There are many threads out there about these bulbs that are guaranteed to grow within 30 days. I wanted to know if: 1) anyone knew how reliable they were to grow 2) how to grow them 3) if they did not grow, would the company actually send new ones 4) when grown, how do they look/ how practical are they in a tank
Thanks for any Help


----------



## Betta Nut (Dec 3, 2013)

I got those, only one out of 6 grew.. the onion plant. The other bulbs molded and never sprouted.
I read up a little after the fact about them, and it was reccomended to put them alone in their own container with some dirty gravel from the tank and water and leave them be til they sprout, *if* they sprout.
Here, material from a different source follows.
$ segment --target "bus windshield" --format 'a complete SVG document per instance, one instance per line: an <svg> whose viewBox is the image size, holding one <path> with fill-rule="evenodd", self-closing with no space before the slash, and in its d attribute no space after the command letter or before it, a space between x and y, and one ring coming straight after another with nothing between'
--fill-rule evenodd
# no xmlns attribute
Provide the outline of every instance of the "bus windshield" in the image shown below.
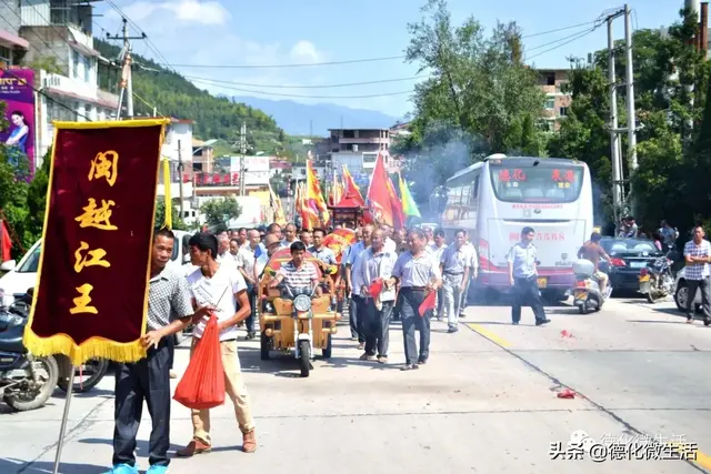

Also, if you get any floaters, they are duds most likely, but one person said if you pinch the bulb til it sinks sometimes they'll sprout.
Once they come to life, you're good to go, just stick the bulb 3/4 of the way into the substrate.
I wouldn't reccomend putting them into the tank from the start, as the duds can get pretty nasty.


----------



## Joey Fish (Jan 26, 2014)

Thanks for the info


----------



## MattsBettas (Dec 18, 2012)

Petco betta bulbs? Out of the three I started two grew and were actually fairly attractive.


----------



## Joey Fish (Jan 26, 2014)

Nice how did you get em to sprout


----------



## MattsBettas (Dec 18, 2012)

I put mine in a couple ounces of water that I changed daily, and put that in (naturally) well lit area. Make sure the temp isn't too extreme though, I wouldn't keep them on a windowsill. 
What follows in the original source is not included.